Fährst du auch im Winter? Nach wievie KM hat sich das Problem eingestellt?

Steve


----------



## henry77 (7. September 2004)

Hi King-Steve,

fahr nicht im Winter, dafür ist mir meine Mondfahrzeug zu schade    und ich hab noch nen Spinningbike an dem ich mich austoben kann...  
Das mit dem Lagerspiel im Lenkkopf ist bei mir nicht so tragisch wie es sich bei Dir anhört, muss glaub ich auch mal wieder den Steuersatz nachziehen, hab so ne Acros Mamba Doppelbrückengabel...
Aber das mit dem Hinterbau werde ich in der Winterpause mal checken lassen, fahr grad mit meim alten Stumpjumper, da ich im Moment mehr Strasse fahre und keine Kohle für eventuelle Reparaturen habe... Ausserdem "hören" sich deine Probs heftiger an, bei mir knarzt nichts im Hinterbaubereich oder aus dem Tretlager... soweitsogut... kannst mir ja berichten wies bei dir ausgegangen ist

Thanx

Henry77


----------



## King-Steve (10. September 2004)

Hi, Henry77

habe mein Bike   wieder bekommen alles wieder OK.  
Zu deinem Hinterbau kann ich dir sagen vieleicht liegt es an den Buchsen vom Dämpfer, war bei mir so hat Bergwerk kostenlos ersetzt (RESPEKT).
Ich habe auch die Acros Mamba FR, meine eingeklebten Lagerschalen waren OK aber die Zapfen befestigung von Acros war veraltet. Ich hatte noch zwei Einzel-Zapfen die die Lagerschale oben und unten zusammenhalten, macht Acros nicht mehr, ist jetzt ein Teil mit duchgehender Stange, das zieht die Lagerschalen gleichmäßiger an und lässt sich wohl auch besser einstellen.
Gab es auch kostenlos (RESPEKT an Bergwerk das nenne ich Service)   
Mein Bike ist auch auf der BW-Seite (unter Service/Bilder ) zu sehen. Schick doch auch mal ein Foto zu BW ist eine tolle Sache finde ich. 

Bis dann Steve


----------



## henry77 (13. September 2004)

Na das hört sich ja gut an!
Zu meinen Dämpferbuchsen kann ich sagen: Ich glaube das hängt bei mir auch damit zusammen, dass ich dieses Jahr von einem SID auf nen DT swiss gewechselt hab und der ja andere Dämpferbuchsen hat, bei denen der Dämpfer frei gelagert ist und die Querkräfte nicht aufnimmt, hmmm  Seitdem hab ichs auch bemerkt.

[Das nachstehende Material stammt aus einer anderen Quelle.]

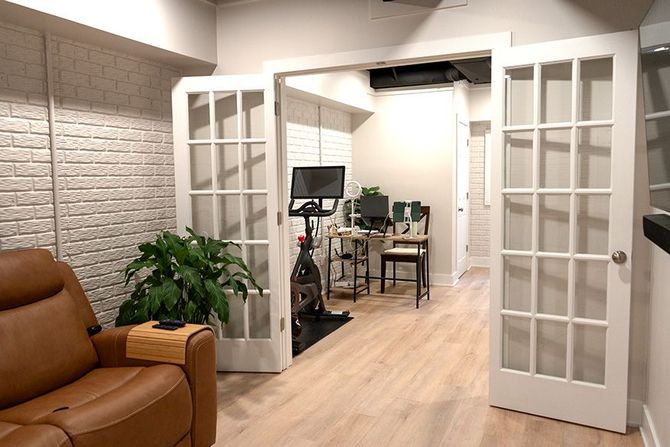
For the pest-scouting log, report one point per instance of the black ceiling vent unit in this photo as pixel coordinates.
(476, 71)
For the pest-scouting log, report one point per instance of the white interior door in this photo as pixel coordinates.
(562, 203)
(226, 187)
(462, 196)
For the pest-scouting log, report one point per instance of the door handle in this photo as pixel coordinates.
(619, 257)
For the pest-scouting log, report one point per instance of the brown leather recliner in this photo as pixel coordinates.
(60, 387)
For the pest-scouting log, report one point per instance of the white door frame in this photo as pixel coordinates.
(604, 405)
(264, 356)
(456, 240)
(429, 51)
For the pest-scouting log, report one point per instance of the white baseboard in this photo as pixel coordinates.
(444, 279)
(634, 413)
(647, 429)
(480, 261)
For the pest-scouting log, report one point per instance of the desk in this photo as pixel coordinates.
(421, 241)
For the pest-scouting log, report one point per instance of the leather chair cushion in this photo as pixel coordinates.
(44, 346)
(27, 276)
(124, 406)
(12, 435)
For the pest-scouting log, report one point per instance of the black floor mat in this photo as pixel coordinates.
(313, 330)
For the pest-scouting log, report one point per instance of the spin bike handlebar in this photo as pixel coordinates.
(311, 209)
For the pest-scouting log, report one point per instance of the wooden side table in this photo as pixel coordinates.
(146, 343)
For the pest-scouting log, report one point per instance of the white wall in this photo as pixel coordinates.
(350, 88)
(480, 103)
(406, 147)
(252, 32)
(656, 422)
(184, 30)
(658, 367)
(480, 219)
(113, 125)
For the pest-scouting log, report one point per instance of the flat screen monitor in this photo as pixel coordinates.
(318, 182)
(374, 207)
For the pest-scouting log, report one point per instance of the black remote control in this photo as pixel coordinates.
(175, 323)
(165, 327)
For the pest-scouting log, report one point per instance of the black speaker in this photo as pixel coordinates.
(657, 229)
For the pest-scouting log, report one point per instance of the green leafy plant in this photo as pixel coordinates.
(184, 278)
(346, 209)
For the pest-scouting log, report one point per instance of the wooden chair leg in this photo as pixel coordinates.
(423, 272)
(383, 275)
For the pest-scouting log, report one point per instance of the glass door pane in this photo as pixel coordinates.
(556, 210)
(228, 195)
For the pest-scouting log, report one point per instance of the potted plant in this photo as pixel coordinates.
(369, 191)
(184, 278)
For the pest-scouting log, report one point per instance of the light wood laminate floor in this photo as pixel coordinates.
(393, 376)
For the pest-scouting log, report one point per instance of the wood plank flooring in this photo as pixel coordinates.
(393, 376)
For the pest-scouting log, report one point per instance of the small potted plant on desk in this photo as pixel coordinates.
(184, 278)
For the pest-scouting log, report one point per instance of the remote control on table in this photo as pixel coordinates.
(175, 323)
(165, 327)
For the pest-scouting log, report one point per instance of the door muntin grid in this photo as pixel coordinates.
(556, 195)
(228, 192)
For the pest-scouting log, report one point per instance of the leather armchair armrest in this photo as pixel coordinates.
(200, 370)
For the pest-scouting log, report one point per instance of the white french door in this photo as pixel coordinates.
(226, 188)
(562, 218)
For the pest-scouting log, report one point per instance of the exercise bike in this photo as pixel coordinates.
(306, 286)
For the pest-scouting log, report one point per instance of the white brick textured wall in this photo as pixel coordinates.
(26, 209)
(114, 141)
(480, 230)
(309, 144)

Zur Mamba: Ich fahre auch noch die Version mit 2 Zapfen...sitmmt ist irgendwie ein Scheiss, aber werde meine über den Winter sowieso mal zu Acros in den Service schicken, da irgendwie die Zugstufe nicht mehr greift und nach 2,5 Jahren vielleicht auch mal ein Service nötig ist. Bei der Gelegenheit werde ich das mit den Zapfen auch mal auswechseln.
Wie bist du eigentlich zufrieden mit deiner Mamba. Also bei mir ist nach nem halben Jahr gleich mal ein Rohr gerissen. Hab ich glücklicherweise beim putzen gemerkt bevors gefährlich wurde. Dann hab ich Anfang des Jahres, nochmal Ärger mit dem Teil gehabt, da meine Version so weiche Schrauben am Vorbau hatte, die sich beim Verstellen des Neigungswinkels des Vorbaus gleichmal rundgedreht haben und ich das komplette Oberteil einschicken musste um die Sache wieder zu trennen, Dafür ham se mir dann auch noch ordentlich Kohle abgeknöpft...und jetzt das mit der Zugstufe... und ich fahr nicht besonders viel mit dem Rad und auch kein Hardcoreeinsatz, da ich mich eh nich mehr trau mit dem Rad zu jumpen... hab also so langsam kein Bock mehr auf die Gabel. Falls der Service wieder so teuer wird wie die Reparatur kommt se weg!

Nun ja, soviel dazu

viele Grüße
Henry77



			
				King-Steve schrieb:
			
		

> Hi, Henry77
> 
> habe mein Bike   wieder bekommen alles wieder OK.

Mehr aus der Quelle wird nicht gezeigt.